Gomer drew out his gun, prompting Guzmán to do the same.

The two men began to walk into the darkened passageway, noting several more tracks from tires along the way, trailed by Parker half a dozen yards away.

It was a moonless night, and most of their surroundings were totally dark, prompting the agents to walk slowly and cautiously.

Finally, they reached the ruins of an old abandoned mansion. Parker and Guzmán climbed up the porch’s stairway, and walked into what must once have been the interior of the house, now filled with small trees and dense vegetation. In the meantime, Gomer searched the exterior of the property.

Except for the tire tracks, they found no other signs of any recent activity.

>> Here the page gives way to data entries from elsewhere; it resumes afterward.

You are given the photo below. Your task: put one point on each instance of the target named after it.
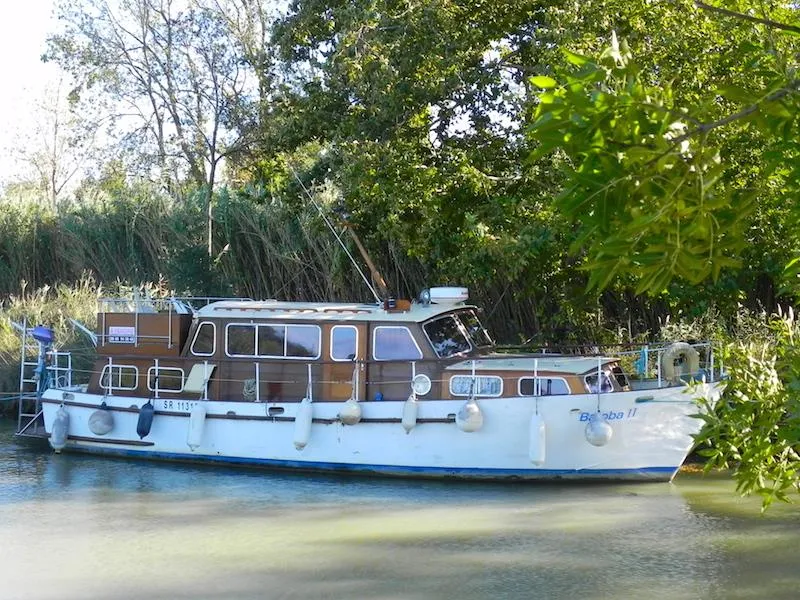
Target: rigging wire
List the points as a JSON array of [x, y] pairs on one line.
[[336, 235]]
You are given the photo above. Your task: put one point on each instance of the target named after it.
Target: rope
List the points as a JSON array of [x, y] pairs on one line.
[[336, 235]]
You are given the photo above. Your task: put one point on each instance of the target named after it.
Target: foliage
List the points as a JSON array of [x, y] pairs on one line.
[[662, 180], [755, 428]]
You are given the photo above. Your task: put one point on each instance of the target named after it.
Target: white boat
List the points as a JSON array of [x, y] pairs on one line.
[[394, 388]]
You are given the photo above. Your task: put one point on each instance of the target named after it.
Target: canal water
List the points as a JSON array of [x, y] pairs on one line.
[[75, 526]]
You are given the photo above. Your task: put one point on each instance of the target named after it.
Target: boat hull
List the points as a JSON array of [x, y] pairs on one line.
[[651, 435]]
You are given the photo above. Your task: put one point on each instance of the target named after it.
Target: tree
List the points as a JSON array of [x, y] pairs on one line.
[[55, 150], [664, 180], [168, 74]]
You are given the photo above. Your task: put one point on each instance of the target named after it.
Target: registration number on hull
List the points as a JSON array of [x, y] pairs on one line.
[[178, 404]]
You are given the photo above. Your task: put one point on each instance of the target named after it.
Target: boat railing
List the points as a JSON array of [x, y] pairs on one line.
[[642, 368], [167, 304]]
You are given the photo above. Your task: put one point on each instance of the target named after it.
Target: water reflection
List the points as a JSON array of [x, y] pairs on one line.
[[126, 529]]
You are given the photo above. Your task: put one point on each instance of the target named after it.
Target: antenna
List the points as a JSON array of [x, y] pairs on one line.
[[373, 270]]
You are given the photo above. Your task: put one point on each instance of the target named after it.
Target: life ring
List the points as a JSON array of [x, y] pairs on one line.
[[679, 350], [249, 389]]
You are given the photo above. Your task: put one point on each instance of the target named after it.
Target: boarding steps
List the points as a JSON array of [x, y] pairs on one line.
[[34, 379]]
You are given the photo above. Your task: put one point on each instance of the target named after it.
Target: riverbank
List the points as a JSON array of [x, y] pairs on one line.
[[98, 528]]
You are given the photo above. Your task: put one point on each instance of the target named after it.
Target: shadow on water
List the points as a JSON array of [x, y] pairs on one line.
[[125, 529]]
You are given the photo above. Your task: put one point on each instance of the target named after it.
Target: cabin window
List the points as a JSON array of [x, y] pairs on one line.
[[605, 383], [620, 376], [475, 329], [302, 341], [204, 343], [241, 340], [446, 336], [394, 343], [485, 385], [123, 377], [344, 342], [170, 379], [274, 341], [271, 340], [543, 386]]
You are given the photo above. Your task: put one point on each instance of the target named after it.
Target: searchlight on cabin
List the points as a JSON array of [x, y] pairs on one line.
[[444, 295]]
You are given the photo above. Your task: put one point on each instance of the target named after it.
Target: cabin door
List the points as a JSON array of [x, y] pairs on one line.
[[347, 354]]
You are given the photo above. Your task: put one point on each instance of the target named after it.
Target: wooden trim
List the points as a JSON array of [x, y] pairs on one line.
[[275, 419]]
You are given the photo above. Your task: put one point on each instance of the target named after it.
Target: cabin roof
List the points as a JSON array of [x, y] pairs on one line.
[[321, 311], [574, 365]]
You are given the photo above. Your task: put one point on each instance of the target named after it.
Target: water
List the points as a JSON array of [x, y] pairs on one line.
[[76, 526]]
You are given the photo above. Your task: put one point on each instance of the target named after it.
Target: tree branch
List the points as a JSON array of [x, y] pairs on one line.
[[744, 17]]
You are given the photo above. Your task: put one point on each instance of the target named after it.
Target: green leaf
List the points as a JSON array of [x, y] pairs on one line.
[[543, 81]]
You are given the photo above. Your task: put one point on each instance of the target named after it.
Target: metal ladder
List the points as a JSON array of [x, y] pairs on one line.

Frustrated, Gomer began to walk back to the front of the house, and nearly stumbled into the dark figure of what looked more like a bear than a man, stopping abruptly.

“Jesus! You nearly scared me to death!” he said with a shaky voice to Montañez, who stared at him wordlessly, his arms folded over his chest, his expression hidden in the shadows. “We decided to…We decided to stop by this area, since…”

“Since your GPS tracker determined that the ambulance stopped here?” Montañez said in a low growl, finishing his statement. “Not in the the area where the pickup was supposed to take place.”

The FBI agent nodded hesitantly.

“And you were planning to tell us when?” the Police Superintendent asked with deceptive mildness, as more of his men arrived at the scene.

Gomer did not answer. Montañez breathed in deeply.

“Now listen to me, you asshole,” he said, barely able to contain his anger. “You can’t keep hiding information from me. We need to cooperate with each other in order to deal with this crisis. Your evasiveness and outright lying doesn’t help either of us.”

The FBI man opened his mouth to object to the Superintendent’s accusations, but Montañez silenced him with a threatening look.

“I want to catch these criminals as much as you do,” Montañez continued saying. “Hell, probably more, since they murdered several innocent Puerto Ricans, including someone that I considered to be my brother. So I will make this last deal with you. I will keep you totally informed of what we do and find out. But in exchange, I expect you to do the same.” The Superintendent sighed. “From now on, anyway.”

Montañez paused briefly, trying to calm himself, letting his words sink in. His fists were clenched, and he looked as if he was about to pounce on his counterpart.

“So having said that, is there anything else that you want to tell me?”

Gomer shook his head emphatically, clearly intimidated.

“Okay. But keep this in mind. If I ever find out you are lying to me again, I will personally pound you into the ground.”